Broad genetic testing for childhood cancer patients can pinpoint cancer causes and identify potential treatments - (Wednesday, January 27, 2016)
Combined whole exome tumor and blood sequencing in pediatric cancer patients revealed mutations that could help explain the cause of cancer or have the potential to impact clinical cancer care in 40 percent of patients in a study led by researchers from Baylor College of Medicine and Texas Children’s Cancer Center.
These findings point toward the usefulness of broad-based testing of both tumor and blood samples for children diagnosed with solid tumors, say study senior co-authors Dr. Sharon Plon, professor of pediatrics at Baylor, and Dr. Will Parsons, associate professor of pediatrics at Baylor and Texas Children’s Cancer Center.
The study, which appears in the current issue of JAMA Oncology, is part of the ongoing Baylor College of Medicine Advancing Sequencing in Childhood Cancer Care (BASIC3) project funded through a $6.6 million grant from the National Human Genome Research Institute and the National Cancer Institute.
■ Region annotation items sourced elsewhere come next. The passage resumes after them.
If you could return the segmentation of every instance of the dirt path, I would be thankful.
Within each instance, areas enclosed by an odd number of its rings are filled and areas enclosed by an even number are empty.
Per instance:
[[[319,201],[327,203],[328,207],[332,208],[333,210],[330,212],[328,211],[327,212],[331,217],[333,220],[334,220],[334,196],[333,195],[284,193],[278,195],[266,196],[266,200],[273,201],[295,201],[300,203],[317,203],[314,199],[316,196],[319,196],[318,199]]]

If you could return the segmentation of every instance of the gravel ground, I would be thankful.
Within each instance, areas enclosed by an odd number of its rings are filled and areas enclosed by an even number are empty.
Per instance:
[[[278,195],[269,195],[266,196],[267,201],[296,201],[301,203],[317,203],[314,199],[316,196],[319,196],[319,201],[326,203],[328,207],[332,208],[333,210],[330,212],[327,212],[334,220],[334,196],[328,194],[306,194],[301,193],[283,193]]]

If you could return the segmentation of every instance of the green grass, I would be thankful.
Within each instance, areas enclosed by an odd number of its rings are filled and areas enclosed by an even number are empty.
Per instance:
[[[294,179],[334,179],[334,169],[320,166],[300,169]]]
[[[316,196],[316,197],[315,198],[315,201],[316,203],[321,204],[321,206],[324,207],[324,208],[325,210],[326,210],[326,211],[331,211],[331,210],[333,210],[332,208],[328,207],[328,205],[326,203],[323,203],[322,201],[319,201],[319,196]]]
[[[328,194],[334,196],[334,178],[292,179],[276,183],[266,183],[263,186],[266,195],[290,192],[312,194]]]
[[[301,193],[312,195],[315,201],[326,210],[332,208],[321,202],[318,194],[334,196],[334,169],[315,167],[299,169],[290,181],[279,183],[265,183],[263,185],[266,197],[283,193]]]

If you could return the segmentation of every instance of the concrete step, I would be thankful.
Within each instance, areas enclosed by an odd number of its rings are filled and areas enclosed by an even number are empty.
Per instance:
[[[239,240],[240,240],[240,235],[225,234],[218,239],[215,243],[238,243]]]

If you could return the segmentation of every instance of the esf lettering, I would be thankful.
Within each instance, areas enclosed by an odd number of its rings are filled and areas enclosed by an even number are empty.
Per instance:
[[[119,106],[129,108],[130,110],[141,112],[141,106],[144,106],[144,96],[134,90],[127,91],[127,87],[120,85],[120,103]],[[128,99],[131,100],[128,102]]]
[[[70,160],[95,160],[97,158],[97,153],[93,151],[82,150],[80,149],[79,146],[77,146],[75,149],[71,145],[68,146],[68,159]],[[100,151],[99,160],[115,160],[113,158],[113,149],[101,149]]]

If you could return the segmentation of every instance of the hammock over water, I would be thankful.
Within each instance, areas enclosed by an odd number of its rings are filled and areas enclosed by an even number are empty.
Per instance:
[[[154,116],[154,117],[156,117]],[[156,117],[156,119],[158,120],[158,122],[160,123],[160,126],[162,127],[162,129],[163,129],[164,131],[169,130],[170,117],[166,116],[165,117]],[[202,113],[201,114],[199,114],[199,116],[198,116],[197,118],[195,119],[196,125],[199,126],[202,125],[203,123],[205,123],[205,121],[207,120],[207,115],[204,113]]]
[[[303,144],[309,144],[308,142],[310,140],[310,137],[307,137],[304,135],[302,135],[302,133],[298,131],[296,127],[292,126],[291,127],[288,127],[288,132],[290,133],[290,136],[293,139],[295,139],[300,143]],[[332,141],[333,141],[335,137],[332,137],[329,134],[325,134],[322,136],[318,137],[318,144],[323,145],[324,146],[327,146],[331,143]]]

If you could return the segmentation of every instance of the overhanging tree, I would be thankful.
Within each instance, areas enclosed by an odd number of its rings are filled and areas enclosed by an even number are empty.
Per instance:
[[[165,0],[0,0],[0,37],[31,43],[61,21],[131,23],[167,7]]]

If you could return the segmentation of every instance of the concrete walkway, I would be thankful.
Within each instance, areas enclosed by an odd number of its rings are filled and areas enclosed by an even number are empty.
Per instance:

“This is an important study and a powerful illustration of how genomic data can be effectively used by skilled physicians in a clinical context,” said Dr. Richard Gibbs, professor of molecular and human genetics and director of the Human Genome Sequencing Center at Baylor. Gibbs and Dr. Christine Eng, professor of molecular and human genetics at Baylor, lead the study’s efforts to perform genomic testing -- conducted at the WGL -- and evaluate results.